My class is a particularly challenging class. No form of punishment and no incentive for good behaviour seems to matter to them. We have tried everything. Earlier this week they were busy changing for PE (sports) which was withheld from them last week due to bad behaviour. This week we gave them a time limit to change, if a child wasn’t ready by the time the buzzer went off they would not be able to take place in the highly anticipated sports lesson, and would instead have to sit and watch the rest of the class enjoying themselves. Instead of the usual jibes towards each other, the class went about changing quickly and quietly before assuming their set positions on the carpet. One boy was struggling to change with the same speed as the rest of his classmates and soon the naughtiest boy in the class was sitting next to him, tying his shoelaces as he fussed with his t-shirt.

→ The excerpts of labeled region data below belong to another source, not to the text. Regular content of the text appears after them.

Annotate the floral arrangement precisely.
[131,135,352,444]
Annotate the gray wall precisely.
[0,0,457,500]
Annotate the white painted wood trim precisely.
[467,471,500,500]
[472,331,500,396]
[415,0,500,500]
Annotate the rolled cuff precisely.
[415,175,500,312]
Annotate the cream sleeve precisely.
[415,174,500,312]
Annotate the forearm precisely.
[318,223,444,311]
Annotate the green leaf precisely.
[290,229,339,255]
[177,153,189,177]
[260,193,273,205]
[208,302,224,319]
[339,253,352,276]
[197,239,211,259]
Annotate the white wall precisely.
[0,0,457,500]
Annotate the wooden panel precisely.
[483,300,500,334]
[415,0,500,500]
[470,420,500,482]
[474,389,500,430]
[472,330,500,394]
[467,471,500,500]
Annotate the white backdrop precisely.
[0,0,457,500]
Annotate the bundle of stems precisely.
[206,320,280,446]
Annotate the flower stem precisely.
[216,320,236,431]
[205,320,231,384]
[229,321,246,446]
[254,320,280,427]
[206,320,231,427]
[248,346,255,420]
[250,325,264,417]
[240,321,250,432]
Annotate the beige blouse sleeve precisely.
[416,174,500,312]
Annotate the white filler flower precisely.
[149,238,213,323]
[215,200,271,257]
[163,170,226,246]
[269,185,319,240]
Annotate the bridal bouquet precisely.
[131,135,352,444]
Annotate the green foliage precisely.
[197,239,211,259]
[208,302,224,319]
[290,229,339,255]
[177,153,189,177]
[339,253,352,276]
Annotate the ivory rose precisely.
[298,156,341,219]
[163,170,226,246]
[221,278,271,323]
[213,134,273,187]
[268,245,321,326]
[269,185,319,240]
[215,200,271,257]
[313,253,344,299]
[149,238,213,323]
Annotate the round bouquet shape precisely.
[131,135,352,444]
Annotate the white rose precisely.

At the next desk, one of the female students was helping another male student tie his shoelaces after he’d failed at being able to do them himself.
I wouldn’t dare make a comment about the gender of the children struggling to tie their shoelaces; but the small acts of kindness their classmates offered were enough to leave a smile on my face for the rest of the week. Friendships are challenging and beautiful things, and sometimes we forget how much we need them.